The music is unfortunately lost. In the dedication Elisabeth addresses the King : “Presented at your court at the most tender age (this memory will be eternally precious to me), where I had the honor of staying for several years, I have learned, Sire, to consecrate to you all my waking hours. You deigned to appreciate the first fruits of my genius, and you have been pleased to receive more of its productions as well. But these particular signs of my zeal have not been enough for me, and I longed for the happy occasion in which I could bring them before the public. This is what has brought me to make this ballet for the theatre. Women before today have produced excellent works of poetry for the theatre, which have had great success. But until now no woman has tried to set an entire opera to music; and I gain this advantage from my enterprise, that the more it is extraordinary, the more worthy it is of you, Sire...” Elisabeth thus seemed quite conscious of her talent and of the originality, in her era, of being a woman composer.

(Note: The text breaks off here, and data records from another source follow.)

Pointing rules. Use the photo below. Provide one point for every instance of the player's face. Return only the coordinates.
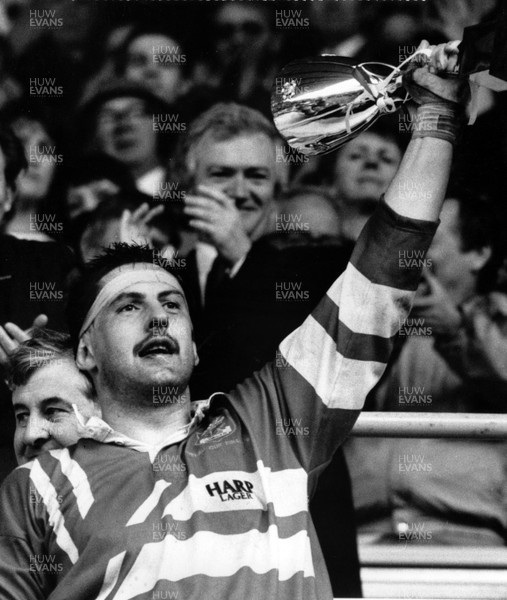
(45, 419)
(365, 167)
(244, 168)
(144, 337)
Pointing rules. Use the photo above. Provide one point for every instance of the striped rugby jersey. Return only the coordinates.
(220, 511)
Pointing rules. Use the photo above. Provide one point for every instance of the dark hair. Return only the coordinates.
(86, 286)
(44, 347)
(478, 228)
(144, 29)
(95, 166)
(14, 155)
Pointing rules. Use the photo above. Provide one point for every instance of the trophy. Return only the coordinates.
(320, 103)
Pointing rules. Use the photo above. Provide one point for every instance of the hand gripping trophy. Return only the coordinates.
(319, 104)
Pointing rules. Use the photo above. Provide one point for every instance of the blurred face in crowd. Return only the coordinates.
(365, 166)
(6, 193)
(312, 211)
(142, 337)
(125, 131)
(454, 267)
(35, 181)
(244, 168)
(45, 418)
(154, 59)
(87, 197)
(239, 28)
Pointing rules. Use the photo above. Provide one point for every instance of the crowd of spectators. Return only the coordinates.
(150, 122)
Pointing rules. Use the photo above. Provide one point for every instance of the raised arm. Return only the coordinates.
(418, 188)
(326, 367)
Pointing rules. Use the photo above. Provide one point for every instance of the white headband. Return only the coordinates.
(117, 280)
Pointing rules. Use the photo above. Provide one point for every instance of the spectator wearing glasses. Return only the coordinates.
(122, 118)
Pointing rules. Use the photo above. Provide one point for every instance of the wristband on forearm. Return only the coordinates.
(443, 120)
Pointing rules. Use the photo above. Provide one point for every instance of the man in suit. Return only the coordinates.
(229, 156)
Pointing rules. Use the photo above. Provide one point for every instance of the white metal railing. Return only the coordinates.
(431, 425)
(432, 572)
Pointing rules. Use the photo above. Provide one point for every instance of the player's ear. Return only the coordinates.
(9, 198)
(196, 356)
(85, 359)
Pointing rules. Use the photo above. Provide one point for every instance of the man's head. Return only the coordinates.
(152, 56)
(46, 385)
(120, 118)
(130, 321)
(365, 166)
(462, 248)
(12, 162)
(231, 148)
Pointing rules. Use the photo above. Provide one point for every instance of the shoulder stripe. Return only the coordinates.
(380, 250)
(149, 504)
(367, 307)
(340, 382)
(214, 555)
(78, 479)
(111, 576)
(350, 344)
(48, 494)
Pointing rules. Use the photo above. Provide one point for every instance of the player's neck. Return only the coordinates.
(150, 422)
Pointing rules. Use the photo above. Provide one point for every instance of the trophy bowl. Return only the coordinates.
(319, 104)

The first notable work of Elisabeth Jacquet de La Guerre is her pastoral opera Céphale et Procris, on a libretto by Joseph-François Duché de Vancy, performed in 1694, and published by Ballard. After a prologue, traditionally dedicated to the King, the work is comprised of five long acts with ten characters, stuffed with numerous ballets, including a grand passecaille. Very close to Lully in manner, the style of Elisabeth Jacquet de La Guerre possesses a great harmonic mastery and a great freedom in the treatment of recitative, fluid and colorful, which influences the various arias of the work as well.
Elisabeth, at about the age of 40, lost one after another her father (1702), her son, and her husband. These sorrows were the point of departure for a period of intense activity, both as composer and performer, probably a distraction as well as indispensable to her livelihood. Elisabeth Jacquet de La Guerre gave an impressive number of public concerts between 1704 and 1717, at her home in Rue Regrattière, where the focus seems to have been on improvisation. At the same time she published many works for the harpsichord (including sonatas which were among the first in France), for violin or harpsichord, and French cantatas on subjects taken from the Scriptures (two volumes between 1708 and 1711). In 1707, Elisabeth Jacquet de La Guerre had, moreover, obtained a royal privilege to publish any vocal or instrumental works which she might compose: during the same year two volumes of pieces for harpsichord and sonatas in four to nine movements for violin appeared. But the originality of her writing appears also in her cantatas for soprano solo, Semele, L’Isle de Delos, Le Sommeil d’Ulisse, all dedicated to the Elector of Bavaria, and in her lighter works for the Théâtre de la Foire: popular songs, comic scenes (The Reconciliation of Pierrot and Nicole, included in The Girdle of Venus by Le Sage), drinking songs.... After 1717, her activity decreased notably, although her fame continued to spread. She composed a Te Deum celebrating the reinstatement of the young Louis XV in 1721. She then definitively retired from the public eye and died on June 27, 1729. She was interred in the Church of Saint-Eustache, the parish church of her last home in the Rue de Prouvaires. A medal with her likeness pays homage to her, showing her profile on the recto, and seated at the harpsichord on the verso, with the legend “I contended for the prize with the great musicians.” Who are these great musicians, contemporaries of Elisabeth Jacquet de La Guerre? The Daquins, already mentioned, Leclair, Couperin, Clérambault, Marchand, Lalande, Dandrieu, D’Anglebert, and certainly Lully. Titon du Tillet reproduced this medal on the same page as that of Campra, in the 1732 edition of his celebrated publication, The French Parnassus, accompanied by a laudatory biographical notice: there is no doubt that at that time Mademoiselle de La Guerre was considered as the equal of the greatest.
Mademoiselle de La Guerre’s will has been preserved: in the long lists of objects great and small which she bequeaths to her relatives, a single sentence mentions that which had been her life : “You will sell my large and small harpsichords from Paris along with that from Argentueil.”